Victorian Short Stories: Stories of Courtship eBook

This eBook from the Gutenberg Project consists of approximately 136 pages of information about Victorian Short Stories.

Victorian Short Stories: Stories of Courtship eBook

This eBook from the Gutenberg Project consists of approximately 136 pages of information about Victorian Short Stories.

A few minutes later the twinkling lights of the village came in sight, and from within the sombre form of the square-towered church, looming by the roadside, the slow, solemn strains of the organ floated out on the evening air.  Anthony lightened his tread:  then paused, listening; but, presently, becoming aware that a man stood, listening also, on the bridge some few yards distant, he moved forward again.  Slackening his pace, as he approached, he eyed the figure keenly; but the man paid no heed to him, remaining, with his back turned, gazing over the parapet into the dark, gurgling stream.

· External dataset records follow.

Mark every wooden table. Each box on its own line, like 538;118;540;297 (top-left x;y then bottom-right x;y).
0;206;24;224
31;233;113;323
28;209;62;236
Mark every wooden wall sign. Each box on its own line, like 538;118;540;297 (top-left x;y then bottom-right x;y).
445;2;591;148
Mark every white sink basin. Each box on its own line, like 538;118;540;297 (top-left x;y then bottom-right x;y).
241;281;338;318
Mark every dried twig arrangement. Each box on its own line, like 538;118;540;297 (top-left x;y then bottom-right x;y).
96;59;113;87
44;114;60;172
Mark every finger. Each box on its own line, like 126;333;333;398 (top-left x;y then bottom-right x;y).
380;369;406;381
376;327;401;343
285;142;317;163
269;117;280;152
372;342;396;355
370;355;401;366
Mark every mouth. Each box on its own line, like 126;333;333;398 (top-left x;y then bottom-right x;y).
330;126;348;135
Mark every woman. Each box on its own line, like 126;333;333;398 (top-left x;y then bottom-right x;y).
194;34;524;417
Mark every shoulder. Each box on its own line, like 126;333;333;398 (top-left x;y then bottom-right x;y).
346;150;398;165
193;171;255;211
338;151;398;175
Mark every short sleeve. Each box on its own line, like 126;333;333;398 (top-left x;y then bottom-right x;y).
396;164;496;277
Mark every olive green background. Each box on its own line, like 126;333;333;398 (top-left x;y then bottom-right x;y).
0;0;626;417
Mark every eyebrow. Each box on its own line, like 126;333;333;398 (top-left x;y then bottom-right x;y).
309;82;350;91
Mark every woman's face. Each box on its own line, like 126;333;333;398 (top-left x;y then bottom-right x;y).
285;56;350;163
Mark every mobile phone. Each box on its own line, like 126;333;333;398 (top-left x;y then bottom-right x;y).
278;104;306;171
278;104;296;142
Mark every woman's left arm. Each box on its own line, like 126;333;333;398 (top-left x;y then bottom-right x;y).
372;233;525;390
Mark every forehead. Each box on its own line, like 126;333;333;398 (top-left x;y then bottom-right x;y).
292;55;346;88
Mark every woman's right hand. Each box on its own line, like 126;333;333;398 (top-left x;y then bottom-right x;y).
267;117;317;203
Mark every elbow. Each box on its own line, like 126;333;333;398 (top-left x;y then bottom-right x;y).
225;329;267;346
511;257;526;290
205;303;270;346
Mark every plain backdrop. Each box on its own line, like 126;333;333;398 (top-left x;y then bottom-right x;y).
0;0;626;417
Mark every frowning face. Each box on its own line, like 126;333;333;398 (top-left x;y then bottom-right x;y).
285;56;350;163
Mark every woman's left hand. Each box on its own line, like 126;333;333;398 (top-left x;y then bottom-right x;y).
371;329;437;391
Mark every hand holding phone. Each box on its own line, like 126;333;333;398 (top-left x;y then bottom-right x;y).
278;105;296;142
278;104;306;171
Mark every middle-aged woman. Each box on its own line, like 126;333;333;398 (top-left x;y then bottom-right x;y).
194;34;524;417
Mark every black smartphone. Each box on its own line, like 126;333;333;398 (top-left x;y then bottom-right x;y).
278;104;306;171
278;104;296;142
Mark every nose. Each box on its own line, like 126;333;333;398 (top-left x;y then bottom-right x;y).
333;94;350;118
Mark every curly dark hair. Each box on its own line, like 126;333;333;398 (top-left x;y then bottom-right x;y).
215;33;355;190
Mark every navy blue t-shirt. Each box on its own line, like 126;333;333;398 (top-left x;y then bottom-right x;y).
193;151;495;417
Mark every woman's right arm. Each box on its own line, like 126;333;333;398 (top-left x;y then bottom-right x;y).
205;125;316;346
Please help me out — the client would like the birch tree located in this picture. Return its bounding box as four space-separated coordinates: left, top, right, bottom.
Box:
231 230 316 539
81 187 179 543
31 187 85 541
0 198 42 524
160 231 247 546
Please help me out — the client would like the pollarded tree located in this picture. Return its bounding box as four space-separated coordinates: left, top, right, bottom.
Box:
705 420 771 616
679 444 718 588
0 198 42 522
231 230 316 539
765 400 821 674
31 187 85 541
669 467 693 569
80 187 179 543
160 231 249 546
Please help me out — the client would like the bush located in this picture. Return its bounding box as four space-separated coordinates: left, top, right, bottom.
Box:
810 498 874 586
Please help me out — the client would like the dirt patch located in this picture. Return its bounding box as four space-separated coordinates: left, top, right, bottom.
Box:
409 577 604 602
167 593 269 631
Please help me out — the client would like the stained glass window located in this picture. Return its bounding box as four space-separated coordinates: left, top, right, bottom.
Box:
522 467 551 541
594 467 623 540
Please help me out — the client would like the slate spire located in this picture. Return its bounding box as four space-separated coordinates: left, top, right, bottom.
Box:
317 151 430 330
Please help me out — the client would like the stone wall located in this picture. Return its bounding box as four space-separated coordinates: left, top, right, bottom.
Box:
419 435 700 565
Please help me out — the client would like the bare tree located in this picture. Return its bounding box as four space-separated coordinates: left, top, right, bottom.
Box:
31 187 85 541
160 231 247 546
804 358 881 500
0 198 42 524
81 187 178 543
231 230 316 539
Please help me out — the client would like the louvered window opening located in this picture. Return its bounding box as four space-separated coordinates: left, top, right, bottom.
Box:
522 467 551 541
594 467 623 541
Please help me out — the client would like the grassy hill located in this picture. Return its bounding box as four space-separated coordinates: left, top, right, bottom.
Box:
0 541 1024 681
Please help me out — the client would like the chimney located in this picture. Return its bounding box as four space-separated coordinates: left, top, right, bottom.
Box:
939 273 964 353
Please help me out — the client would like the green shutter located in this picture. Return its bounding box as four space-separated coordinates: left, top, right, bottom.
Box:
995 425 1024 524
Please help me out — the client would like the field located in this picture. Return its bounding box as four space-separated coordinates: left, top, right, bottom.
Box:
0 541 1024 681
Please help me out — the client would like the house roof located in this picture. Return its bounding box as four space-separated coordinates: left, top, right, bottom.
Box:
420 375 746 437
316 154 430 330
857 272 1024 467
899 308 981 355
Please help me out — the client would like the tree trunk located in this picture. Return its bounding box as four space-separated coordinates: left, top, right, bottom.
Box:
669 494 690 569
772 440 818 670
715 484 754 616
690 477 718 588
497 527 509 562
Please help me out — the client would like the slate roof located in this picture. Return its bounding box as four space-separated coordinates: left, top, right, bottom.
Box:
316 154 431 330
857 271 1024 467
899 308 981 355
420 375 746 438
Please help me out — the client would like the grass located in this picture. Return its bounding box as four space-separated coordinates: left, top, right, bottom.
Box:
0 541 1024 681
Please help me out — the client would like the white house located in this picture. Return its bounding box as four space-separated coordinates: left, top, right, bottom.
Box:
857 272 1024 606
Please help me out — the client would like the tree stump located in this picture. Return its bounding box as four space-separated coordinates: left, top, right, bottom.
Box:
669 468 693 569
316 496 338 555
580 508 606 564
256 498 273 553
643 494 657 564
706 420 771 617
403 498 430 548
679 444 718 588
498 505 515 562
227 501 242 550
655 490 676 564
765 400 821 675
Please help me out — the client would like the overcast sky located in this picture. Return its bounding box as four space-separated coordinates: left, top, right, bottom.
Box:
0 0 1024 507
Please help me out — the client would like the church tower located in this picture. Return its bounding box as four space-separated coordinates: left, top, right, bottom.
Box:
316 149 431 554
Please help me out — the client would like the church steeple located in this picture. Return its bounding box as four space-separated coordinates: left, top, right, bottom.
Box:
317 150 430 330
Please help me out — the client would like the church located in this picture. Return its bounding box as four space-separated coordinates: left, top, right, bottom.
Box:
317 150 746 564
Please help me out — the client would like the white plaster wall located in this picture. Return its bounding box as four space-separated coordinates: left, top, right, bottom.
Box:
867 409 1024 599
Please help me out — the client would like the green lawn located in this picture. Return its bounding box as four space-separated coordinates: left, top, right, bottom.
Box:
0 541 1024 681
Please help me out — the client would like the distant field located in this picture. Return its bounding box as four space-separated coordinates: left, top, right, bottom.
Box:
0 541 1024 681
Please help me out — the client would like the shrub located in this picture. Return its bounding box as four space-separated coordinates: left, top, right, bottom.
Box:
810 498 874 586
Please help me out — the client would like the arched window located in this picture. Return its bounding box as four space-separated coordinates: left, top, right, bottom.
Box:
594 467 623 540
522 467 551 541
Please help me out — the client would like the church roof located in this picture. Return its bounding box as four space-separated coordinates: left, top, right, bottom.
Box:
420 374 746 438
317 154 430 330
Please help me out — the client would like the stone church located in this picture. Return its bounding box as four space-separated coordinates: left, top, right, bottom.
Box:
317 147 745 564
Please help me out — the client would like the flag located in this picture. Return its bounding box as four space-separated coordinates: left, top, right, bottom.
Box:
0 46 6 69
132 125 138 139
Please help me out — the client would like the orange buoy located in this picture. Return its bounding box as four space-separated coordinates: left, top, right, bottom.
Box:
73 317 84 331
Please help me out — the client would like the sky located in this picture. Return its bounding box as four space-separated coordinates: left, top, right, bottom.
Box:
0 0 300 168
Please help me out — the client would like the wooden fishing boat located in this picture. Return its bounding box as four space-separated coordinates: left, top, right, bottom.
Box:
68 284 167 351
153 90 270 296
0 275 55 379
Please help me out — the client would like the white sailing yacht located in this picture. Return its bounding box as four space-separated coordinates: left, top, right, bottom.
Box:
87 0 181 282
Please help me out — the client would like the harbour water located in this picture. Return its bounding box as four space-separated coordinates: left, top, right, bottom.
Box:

Anthony trudged along the empty village street, past the gleaming squares of ruddy gold, starting on either side out of the darkness.  Now and then he looked furtively backwards.  The straight open road lay behind him, glimmering wanly:  the organ seemed to have ceased:  the figure on the bridge had left the parapet, and appeared to be moving away towards the church.  Anthony halted, watching it till it had disappeared into the blackness beneath the churchyard trees.  Then, after a moment’s hesitation, he left the road, and mounted an upland meadow towards his mother’s farm.

It was a bare, oblong house.  In front, a whitewashed porch, and a narrow garden-plot, enclosed by a low iron railing, were dimly discernible:  behind, the steep fell-side loomed like a monstrous, mysterious curtain hung across the night.  He passed round the back into the twilight of a wide yard, cobbled and partially grass-grown, vaguely flanked by the shadowy outlines of long, low farm-buildings.  All was wrapped in darkness:  somewhere overhead a bat fluttered, darting its puny scream.

Inside, a blazing peat-fire scattered capering shadows across the smooth, stone floor, flickered among the dim rows of hams suspended from the ceiling and on the panelled cupboards of dark, glistening oak.  A servant-girl, spreading the cloth for supper, clattered her clogs in and out of the kitchen:  old Mrs. Garstin was stooping before the hearth, tremulously turning some girdle-cakes that lay roasting in the embers.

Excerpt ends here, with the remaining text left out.